Long hill climbs are repeats that last anywhere from 1 to 5 miles at 2-4 reps. Unlike short hill repeats, long hill climbs are done at a slower pace and can also include downhill sections in order to strengthen the legs, ankles and feet for the change in vertical elevation you will experience on race day.
“Hills are a must if you are tackling a tough mountain ultra or an ultra with a lot of climbing,” says Wardian.
3. Progress The Pace
Wardian is a big fan of these workouts. Progression runs are the staple for marathoners, but can also be used for ultra marathoners focusing on shorter ultra races like the 50K or 50-miler.
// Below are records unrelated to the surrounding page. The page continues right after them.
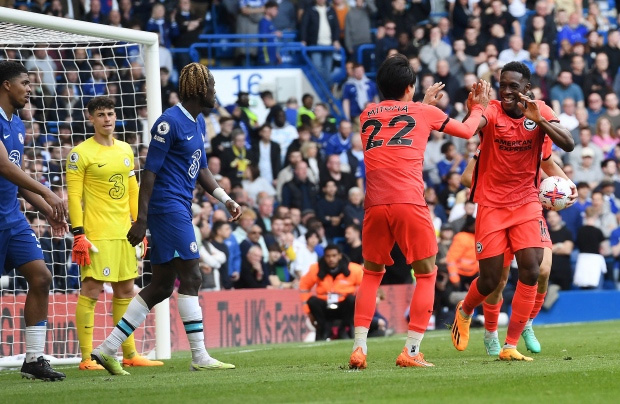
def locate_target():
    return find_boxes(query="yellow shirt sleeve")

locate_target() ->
[66,146,86,229]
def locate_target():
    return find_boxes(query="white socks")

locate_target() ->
[352,326,369,354]
[25,321,47,363]
[526,319,534,327]
[404,330,424,357]
[484,330,499,340]
[101,295,150,355]
[178,294,211,363]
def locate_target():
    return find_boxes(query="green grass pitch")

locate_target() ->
[1,321,619,403]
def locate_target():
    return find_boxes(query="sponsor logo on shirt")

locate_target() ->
[157,121,170,135]
[494,138,533,152]
[8,150,20,166]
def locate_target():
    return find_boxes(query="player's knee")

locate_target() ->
[29,270,52,293]
[178,271,202,292]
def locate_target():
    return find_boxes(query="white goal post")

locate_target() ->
[0,7,171,366]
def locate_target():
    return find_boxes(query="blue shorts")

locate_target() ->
[0,217,44,274]
[148,210,199,265]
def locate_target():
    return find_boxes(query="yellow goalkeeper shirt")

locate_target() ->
[66,137,138,241]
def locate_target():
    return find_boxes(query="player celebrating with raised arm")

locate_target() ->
[348,54,491,369]
[0,60,68,381]
[451,61,575,361]
[66,96,163,371]
[91,63,242,375]
[460,134,577,356]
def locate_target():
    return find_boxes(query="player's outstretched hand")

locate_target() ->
[565,179,578,208]
[47,216,69,238]
[422,82,445,106]
[127,219,147,247]
[226,200,242,222]
[517,92,543,123]
[470,80,491,108]
[43,190,68,222]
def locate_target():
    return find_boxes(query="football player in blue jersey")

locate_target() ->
[92,63,242,375]
[0,61,68,381]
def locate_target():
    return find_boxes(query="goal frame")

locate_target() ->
[0,7,171,362]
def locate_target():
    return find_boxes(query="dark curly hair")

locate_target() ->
[501,61,531,81]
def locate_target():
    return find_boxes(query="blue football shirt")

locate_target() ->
[0,107,26,230]
[145,104,207,214]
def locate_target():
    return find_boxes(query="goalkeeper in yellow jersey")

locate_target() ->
[67,96,163,370]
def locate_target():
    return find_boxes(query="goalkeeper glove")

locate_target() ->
[72,227,98,266]
[135,236,148,259]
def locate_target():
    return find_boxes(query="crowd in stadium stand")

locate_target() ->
[2,0,620,314]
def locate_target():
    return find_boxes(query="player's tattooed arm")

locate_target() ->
[517,92,575,152]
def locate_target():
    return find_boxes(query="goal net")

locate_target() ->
[0,8,169,367]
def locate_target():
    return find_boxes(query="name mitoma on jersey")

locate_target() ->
[366,104,409,117]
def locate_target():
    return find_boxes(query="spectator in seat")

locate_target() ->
[586,92,607,131]
[342,186,364,228]
[419,26,452,74]
[558,98,580,136]
[258,1,282,66]
[236,245,269,289]
[260,90,283,125]
[583,53,614,100]
[232,207,257,244]
[546,210,574,291]
[281,160,318,211]
[300,0,341,85]
[297,93,316,127]
[437,141,466,184]
[292,230,320,278]
[299,244,363,340]
[341,64,378,130]
[602,92,620,132]
[374,20,399,69]
[316,180,346,242]
[253,123,281,186]
[320,154,356,201]
[343,223,362,264]
[272,108,299,165]
[569,127,604,169]
[272,0,297,31]
[145,2,179,49]
[498,35,529,64]
[314,102,338,135]
[574,206,607,289]
[83,0,108,24]
[550,70,585,116]
[325,120,353,157]
[573,147,604,189]
[255,194,275,234]
[557,12,589,48]
[220,130,256,187]
[344,0,372,61]
[592,116,618,157]
[210,118,236,158]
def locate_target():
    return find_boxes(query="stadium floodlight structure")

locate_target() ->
[0,7,170,367]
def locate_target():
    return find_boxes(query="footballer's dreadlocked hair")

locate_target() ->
[179,62,212,102]
[0,61,28,86]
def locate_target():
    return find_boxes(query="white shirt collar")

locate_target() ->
[0,106,12,122]
[177,103,196,122]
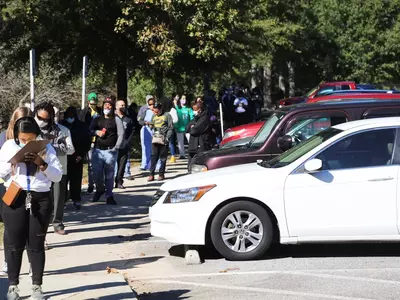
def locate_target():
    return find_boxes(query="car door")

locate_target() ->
[284,127,399,238]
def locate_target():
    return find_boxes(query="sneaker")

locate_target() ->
[169,156,176,163]
[147,175,155,182]
[0,262,8,276]
[30,285,44,300]
[6,285,20,300]
[55,229,67,235]
[179,156,186,159]
[158,175,165,181]
[115,183,126,189]
[106,196,117,205]
[92,191,104,203]
[86,186,94,194]
[73,201,81,210]
[125,176,135,181]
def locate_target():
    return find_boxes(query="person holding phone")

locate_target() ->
[0,117,62,300]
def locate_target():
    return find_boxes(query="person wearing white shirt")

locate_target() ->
[0,117,62,300]
[34,102,74,235]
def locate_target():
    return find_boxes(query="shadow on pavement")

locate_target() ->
[45,256,163,275]
[140,289,191,300]
[49,232,152,249]
[45,282,134,299]
[66,221,150,234]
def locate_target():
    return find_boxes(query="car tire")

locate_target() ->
[210,201,273,261]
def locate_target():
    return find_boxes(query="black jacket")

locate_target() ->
[60,118,91,157]
[79,106,101,128]
[187,109,212,153]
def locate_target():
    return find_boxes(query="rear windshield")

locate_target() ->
[249,112,285,148]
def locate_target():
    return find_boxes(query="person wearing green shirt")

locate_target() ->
[174,95,194,159]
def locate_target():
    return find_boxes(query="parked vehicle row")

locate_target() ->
[150,117,400,260]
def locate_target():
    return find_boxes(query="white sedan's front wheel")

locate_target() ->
[210,201,273,261]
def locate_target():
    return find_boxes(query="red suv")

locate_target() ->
[279,81,357,106]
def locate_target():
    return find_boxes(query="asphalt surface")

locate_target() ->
[126,160,400,300]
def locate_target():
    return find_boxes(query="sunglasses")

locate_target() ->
[36,115,50,122]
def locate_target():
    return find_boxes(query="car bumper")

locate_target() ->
[149,193,208,245]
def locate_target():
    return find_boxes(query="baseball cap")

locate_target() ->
[146,95,154,103]
[88,92,98,103]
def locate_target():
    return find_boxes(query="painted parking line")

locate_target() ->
[149,279,374,300]
[132,268,400,281]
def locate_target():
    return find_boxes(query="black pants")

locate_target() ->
[115,149,129,185]
[0,184,9,264]
[150,144,168,176]
[67,155,83,202]
[3,191,52,285]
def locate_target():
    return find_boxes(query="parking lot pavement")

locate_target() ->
[124,160,400,300]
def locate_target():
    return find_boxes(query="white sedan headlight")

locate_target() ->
[164,185,216,204]
[191,164,208,173]
[223,129,245,140]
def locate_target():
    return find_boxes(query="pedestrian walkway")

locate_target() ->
[0,160,188,299]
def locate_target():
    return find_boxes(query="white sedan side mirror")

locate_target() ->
[304,158,322,173]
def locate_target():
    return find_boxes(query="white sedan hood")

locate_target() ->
[161,163,282,192]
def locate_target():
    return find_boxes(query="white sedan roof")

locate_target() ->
[333,117,400,131]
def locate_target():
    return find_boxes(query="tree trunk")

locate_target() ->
[278,71,286,98]
[203,71,211,95]
[155,70,164,100]
[262,62,272,107]
[251,63,258,89]
[117,64,128,101]
[287,61,295,97]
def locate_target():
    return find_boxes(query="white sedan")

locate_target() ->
[150,117,400,260]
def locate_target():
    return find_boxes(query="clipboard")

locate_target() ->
[8,140,50,165]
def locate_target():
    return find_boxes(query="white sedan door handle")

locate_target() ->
[368,177,394,182]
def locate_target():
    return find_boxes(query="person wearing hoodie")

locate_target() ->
[79,92,101,194]
[148,102,173,182]
[60,107,91,210]
[187,102,212,171]
[174,95,194,159]
[137,95,156,170]
[89,96,124,205]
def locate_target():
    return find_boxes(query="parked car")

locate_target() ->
[220,110,274,148]
[150,117,400,260]
[189,99,400,173]
[278,81,356,106]
[307,90,400,103]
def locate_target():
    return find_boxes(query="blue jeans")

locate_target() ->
[169,131,176,156]
[124,152,131,177]
[140,126,153,170]
[92,148,118,198]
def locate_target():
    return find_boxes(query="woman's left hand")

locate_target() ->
[24,152,45,167]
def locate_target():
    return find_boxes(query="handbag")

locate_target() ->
[152,132,165,145]
[2,181,23,206]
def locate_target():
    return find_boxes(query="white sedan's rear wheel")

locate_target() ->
[210,201,273,260]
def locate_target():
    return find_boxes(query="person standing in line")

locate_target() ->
[168,94,179,163]
[148,102,173,182]
[137,95,156,171]
[114,100,137,189]
[90,96,124,204]
[124,103,139,179]
[187,102,212,171]
[0,107,31,277]
[79,92,101,194]
[0,117,62,300]
[60,107,91,210]
[34,102,75,235]
[174,95,194,159]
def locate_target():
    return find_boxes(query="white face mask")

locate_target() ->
[193,111,198,116]
[35,117,48,129]
[103,109,111,116]
[66,117,75,124]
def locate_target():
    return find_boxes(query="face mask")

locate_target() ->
[103,109,111,116]
[119,107,126,113]
[181,99,186,105]
[66,117,75,124]
[193,111,198,116]
[35,117,48,129]
[18,142,26,148]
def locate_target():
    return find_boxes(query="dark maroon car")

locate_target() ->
[189,99,400,173]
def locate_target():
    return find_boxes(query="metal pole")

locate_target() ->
[29,49,35,112]
[219,102,224,135]
[81,56,88,110]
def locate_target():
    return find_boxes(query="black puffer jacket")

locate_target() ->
[187,109,212,153]
[60,117,91,157]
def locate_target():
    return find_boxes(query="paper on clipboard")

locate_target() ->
[8,140,50,165]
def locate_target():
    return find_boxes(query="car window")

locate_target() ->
[267,128,343,168]
[286,116,347,145]
[363,107,400,119]
[249,112,285,148]
[341,85,351,90]
[316,128,396,171]
[316,87,334,96]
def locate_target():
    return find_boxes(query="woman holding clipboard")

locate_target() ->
[0,117,62,300]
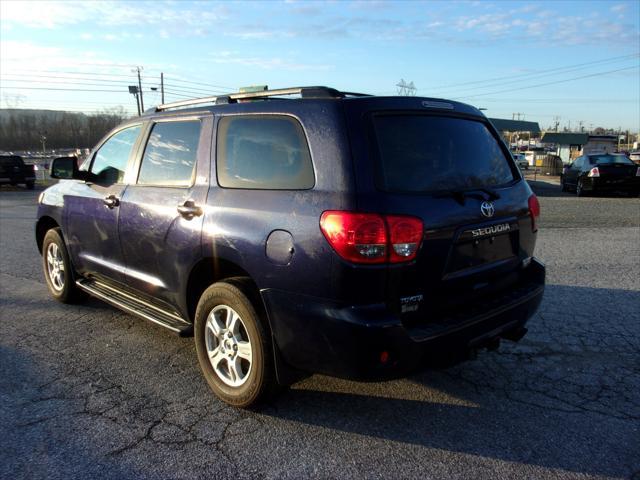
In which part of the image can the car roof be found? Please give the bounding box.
[136,86,484,121]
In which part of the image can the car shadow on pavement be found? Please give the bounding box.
[262,284,639,478]
[527,179,572,198]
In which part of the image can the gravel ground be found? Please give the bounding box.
[1,185,638,479]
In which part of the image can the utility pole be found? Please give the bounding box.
[134,66,144,112]
[512,112,525,121]
[160,72,165,104]
[553,116,560,132]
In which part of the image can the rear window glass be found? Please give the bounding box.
[372,115,515,193]
[589,155,634,165]
[216,115,314,190]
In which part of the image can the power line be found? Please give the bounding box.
[1,86,132,93]
[423,53,639,93]
[453,65,639,100]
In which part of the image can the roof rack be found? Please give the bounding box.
[154,86,370,112]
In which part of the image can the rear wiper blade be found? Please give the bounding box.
[433,187,500,205]
[476,187,501,201]
[434,190,467,205]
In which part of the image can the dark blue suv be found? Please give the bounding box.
[37,87,545,407]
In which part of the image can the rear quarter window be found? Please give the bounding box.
[372,114,515,193]
[216,115,314,190]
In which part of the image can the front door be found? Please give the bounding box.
[118,117,212,318]
[65,124,143,284]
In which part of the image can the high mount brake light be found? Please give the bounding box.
[528,194,540,232]
[320,211,423,264]
[588,167,600,177]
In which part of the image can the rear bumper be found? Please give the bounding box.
[588,177,640,193]
[262,258,545,380]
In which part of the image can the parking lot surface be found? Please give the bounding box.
[1,183,638,479]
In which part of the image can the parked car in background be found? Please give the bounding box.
[561,153,640,197]
[36,86,545,407]
[513,153,528,170]
[629,150,640,164]
[0,155,35,189]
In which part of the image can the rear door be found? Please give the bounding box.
[117,115,212,319]
[344,99,537,320]
[565,157,583,185]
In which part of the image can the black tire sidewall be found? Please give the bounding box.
[194,281,273,407]
[42,228,76,303]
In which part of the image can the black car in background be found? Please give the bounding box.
[0,155,35,189]
[561,153,640,197]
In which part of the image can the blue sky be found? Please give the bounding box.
[1,0,638,130]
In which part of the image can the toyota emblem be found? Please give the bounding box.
[480,201,495,218]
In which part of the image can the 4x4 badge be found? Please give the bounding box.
[480,201,495,218]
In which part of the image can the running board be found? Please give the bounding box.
[76,278,193,336]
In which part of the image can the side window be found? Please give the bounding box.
[91,125,141,185]
[216,115,314,190]
[573,157,583,169]
[138,121,201,186]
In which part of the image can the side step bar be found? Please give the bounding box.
[76,278,193,336]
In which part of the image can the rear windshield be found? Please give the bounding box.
[372,115,515,193]
[589,155,634,165]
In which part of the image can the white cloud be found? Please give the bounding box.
[210,54,333,71]
[1,0,228,32]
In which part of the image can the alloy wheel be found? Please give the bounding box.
[46,242,65,291]
[205,305,253,387]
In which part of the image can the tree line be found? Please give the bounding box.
[0,108,131,152]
The best way to conduct a progression run is to break the overall distance of your workout into thirds. The first third is run at slower than goal race pace. When you reach the second third of the run, pick up the pace at or just under your goal race pace. In the final third, make sure you are running faster than your goal pace. These runs teach the body how to allocate its reserves. In other words, they help you learn how to judge pace and prevent you from going out too fast on race day, because once you “hit the wall” in the ultra, there is usually a slim chance to recover.
Wardian maintains that doing faster-paced speed work in a progressed fashion is good for the more-competitive ultra runners.
“A lot of the ultra races are getting faster and faster,” Wardian says. “It’s important to be strong, fast and conditioned to the challenges that the longer distances pose.”